Je déteste le souvenir de ces escaliers. La cage étouffante, la faible ampoule jaune, le portrait inquiétant du frère André. Les marches interminables, angoissantes. Sous chacune d’elles, me disait-elle, dormaient des enfants morts, suppliants. Elle aimait faire naître ma peur. Elle aimait voir grandir ma peur. Et moi je détestais les escaliers, celles sans contremarches qui menaient à la cave au sol béton. Celles d’où sortaient des cris d’enfants morts.  Et moi, je détestais cette peur au ventre, cette peur qui descendait. Il m’aura pourtant fallu redescendre. Une à une les marches. Descendre vers là. Mesurer chaque pas. Une volée droite, sans garde-corps. Il m’aura fallu redescendre à elle, désormais là, gisante.

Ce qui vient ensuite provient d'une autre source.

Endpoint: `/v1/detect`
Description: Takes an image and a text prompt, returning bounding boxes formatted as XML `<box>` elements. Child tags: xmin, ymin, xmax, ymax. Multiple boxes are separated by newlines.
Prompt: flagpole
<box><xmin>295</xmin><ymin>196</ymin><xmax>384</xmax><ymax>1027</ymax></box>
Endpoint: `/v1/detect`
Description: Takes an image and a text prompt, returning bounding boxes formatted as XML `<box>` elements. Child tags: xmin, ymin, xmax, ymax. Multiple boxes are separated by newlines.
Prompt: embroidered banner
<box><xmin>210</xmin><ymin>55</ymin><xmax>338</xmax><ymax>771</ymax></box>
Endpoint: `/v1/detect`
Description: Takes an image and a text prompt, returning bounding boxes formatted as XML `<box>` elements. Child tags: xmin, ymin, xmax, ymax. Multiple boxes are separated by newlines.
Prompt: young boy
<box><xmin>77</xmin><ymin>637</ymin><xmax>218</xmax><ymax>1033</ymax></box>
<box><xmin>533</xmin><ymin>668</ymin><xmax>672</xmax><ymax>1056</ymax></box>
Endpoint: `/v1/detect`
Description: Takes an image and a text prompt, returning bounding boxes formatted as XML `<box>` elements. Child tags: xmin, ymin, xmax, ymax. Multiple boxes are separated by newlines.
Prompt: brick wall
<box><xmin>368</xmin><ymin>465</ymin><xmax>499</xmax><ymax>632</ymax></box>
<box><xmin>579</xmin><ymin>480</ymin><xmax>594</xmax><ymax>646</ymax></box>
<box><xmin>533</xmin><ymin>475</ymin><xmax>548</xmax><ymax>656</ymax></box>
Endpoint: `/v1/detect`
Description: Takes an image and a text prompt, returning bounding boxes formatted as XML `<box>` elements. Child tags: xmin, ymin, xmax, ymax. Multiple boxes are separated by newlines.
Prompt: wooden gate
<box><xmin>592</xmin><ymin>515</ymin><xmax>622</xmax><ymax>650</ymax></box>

Un matin, elle a descendu les escaliers, croyons-nous. Seule. Une à une les marches. Une descente lente, décidée, résignée.  Moi, j’étais déjà loin, ce matin-là. Déjà loin d’elle depuis tant d’années. Ailleurs. Loin de la maison, échappée d’elle, loin d’elle depuis longtemps.  Loin des escaliers d’angoisse. Loin des marches d’enfants morts, loin de la peur qui descend au ventre. Elle a descendu les escaliers ce matin-là. Elle a descendu et compté une à une ses enfances mortes. Elle a descendu une dernière fois. Elle s’est dirigée vers le lave-linge, croyons-nous. Pris un bas-culotte. Noué son cou.  Très vite les ambulanciers, les policiers. J’ai dû redescendre. La cage étouffante. La faible ampoule jaune. Le portrait du frère André était encore là. Intact. Souriant.